Lars Petter Pettersen
In contemporary times the cabin seems synonymous with escape. Escape from the daily grind, from the city, from inboxes. Such escape also often comes aligned with a want to gather with family and friends (which of course, is sadly quite difficult these days). Providing a solution to the question of how to balance a need to retreat with a connection to community is Norwegian studio Reiulf Ramstad Arkitekter and their Micro Cluster Cabins commission.
Not unlike the coastal-Maine project Little House on the Ferry, this trio of cabins in Vestfold, Norway divides a traditional house plan into three separate units—a communal living and dining cabin and two dedicated sleeping and bathing cabins—to allow for personal boundaries in such a modest space.
Designed with the client’s growing family in mind, the layout provides both public and private spaces. The three cabins surround a central courtyard, where a small deck sits in their shade and provides access points to the surrounding site.

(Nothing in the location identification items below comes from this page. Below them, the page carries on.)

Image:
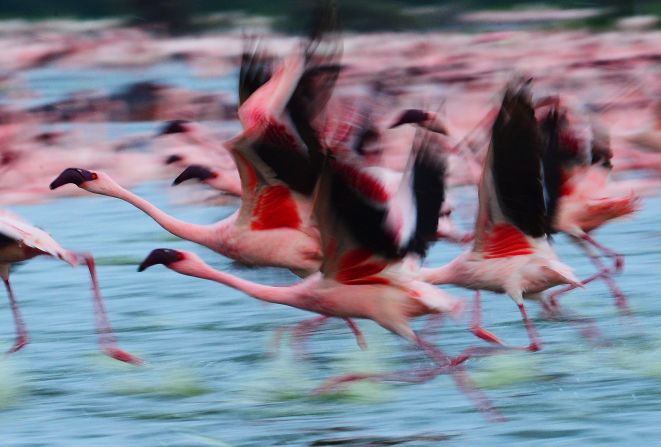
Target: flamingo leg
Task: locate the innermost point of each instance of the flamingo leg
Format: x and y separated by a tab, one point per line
535	343
605	274
476	324
620	299
302	330
107	339
442	364
360	338
22	337
617	257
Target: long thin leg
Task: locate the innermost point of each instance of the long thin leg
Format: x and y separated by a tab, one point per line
476	324
22	337
602	272
360	338
302	330
620	300
535	344
442	364
617	257
107	339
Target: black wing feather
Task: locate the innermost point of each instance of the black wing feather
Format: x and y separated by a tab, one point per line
517	162
429	171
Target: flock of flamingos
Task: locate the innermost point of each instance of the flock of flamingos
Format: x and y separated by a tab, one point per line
322	195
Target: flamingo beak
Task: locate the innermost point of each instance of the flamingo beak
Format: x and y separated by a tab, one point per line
173	159
172	127
410	116
163	256
73	175
194	172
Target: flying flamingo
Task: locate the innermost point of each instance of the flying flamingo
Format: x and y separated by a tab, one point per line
511	253
373	237
216	178
579	168
273	225
20	241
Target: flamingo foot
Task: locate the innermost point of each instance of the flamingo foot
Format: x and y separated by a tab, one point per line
19	344
486	335
123	356
302	330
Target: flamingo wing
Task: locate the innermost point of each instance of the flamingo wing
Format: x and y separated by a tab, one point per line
256	70
13	227
512	197
366	224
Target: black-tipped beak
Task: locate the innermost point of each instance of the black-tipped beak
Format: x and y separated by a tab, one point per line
194	172
163	256
173	159
73	175
410	116
171	127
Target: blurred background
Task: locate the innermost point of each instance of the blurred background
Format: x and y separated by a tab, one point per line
94	84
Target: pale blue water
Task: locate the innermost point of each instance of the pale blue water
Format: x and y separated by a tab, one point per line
214	378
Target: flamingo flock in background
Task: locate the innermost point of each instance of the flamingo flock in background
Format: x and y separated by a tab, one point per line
322	194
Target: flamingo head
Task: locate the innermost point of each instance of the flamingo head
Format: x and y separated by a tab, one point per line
174	127
174	158
429	120
198	172
92	181
181	261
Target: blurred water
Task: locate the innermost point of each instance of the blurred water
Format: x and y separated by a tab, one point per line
214	377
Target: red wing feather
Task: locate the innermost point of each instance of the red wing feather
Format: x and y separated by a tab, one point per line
354	270
275	208
362	182
505	240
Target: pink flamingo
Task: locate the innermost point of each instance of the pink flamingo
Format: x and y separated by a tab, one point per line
273	226
214	177
20	241
372	238
511	253
579	168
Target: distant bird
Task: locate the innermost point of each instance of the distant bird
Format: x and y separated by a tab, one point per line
273	226
20	241
373	237
511	253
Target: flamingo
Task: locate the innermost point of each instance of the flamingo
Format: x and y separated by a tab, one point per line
511	253
579	167
273	225
373	237
20	241
218	179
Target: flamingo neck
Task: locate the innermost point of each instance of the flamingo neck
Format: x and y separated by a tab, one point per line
287	295
201	234
446	274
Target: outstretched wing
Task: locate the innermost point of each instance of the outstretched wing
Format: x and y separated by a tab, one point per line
512	203
372	217
256	69
12	227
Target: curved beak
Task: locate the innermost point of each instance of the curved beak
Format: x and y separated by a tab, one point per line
410	116
173	159
163	256
194	172
72	175
171	127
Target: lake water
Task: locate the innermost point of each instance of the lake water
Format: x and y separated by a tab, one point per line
215	377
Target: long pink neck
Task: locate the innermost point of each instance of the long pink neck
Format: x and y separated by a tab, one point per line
201	234
287	295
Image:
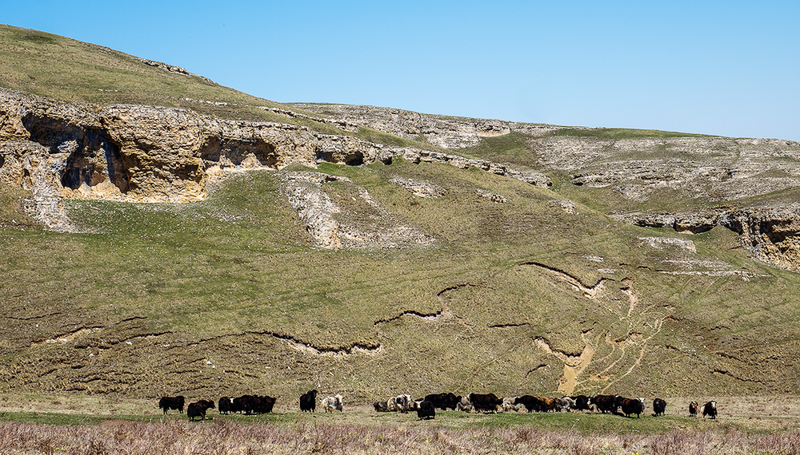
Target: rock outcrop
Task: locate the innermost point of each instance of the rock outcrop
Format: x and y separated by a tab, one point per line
143	153
712	168
149	154
772	234
439	130
332	227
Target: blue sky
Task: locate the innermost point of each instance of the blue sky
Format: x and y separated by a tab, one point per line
730	68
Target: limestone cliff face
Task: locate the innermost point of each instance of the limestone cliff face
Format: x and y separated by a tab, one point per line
771	234
439	130
712	168
143	153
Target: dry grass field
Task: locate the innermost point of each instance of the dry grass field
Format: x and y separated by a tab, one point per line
34	424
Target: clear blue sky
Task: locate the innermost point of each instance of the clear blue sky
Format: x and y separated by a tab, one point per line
716	67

At the base of a boulder outcrop, the southwest-facing facade of the communal cabin features floor-to-ceiling windows that let in light and views, while the sleeping cabins feature tall, thin windows for increased privacy. Gabled roofs provide room for lofted spaces to expand living spaces beyond each cabin's own modest footprint.
Both the stark exterior and warm interiors of the cabins are covered in locally-sourced untreated wood that will age over time to blend in with the surroundings. The resulting aesthetic is one of calm connectedness, perfectly in balance with the surrounding landscape.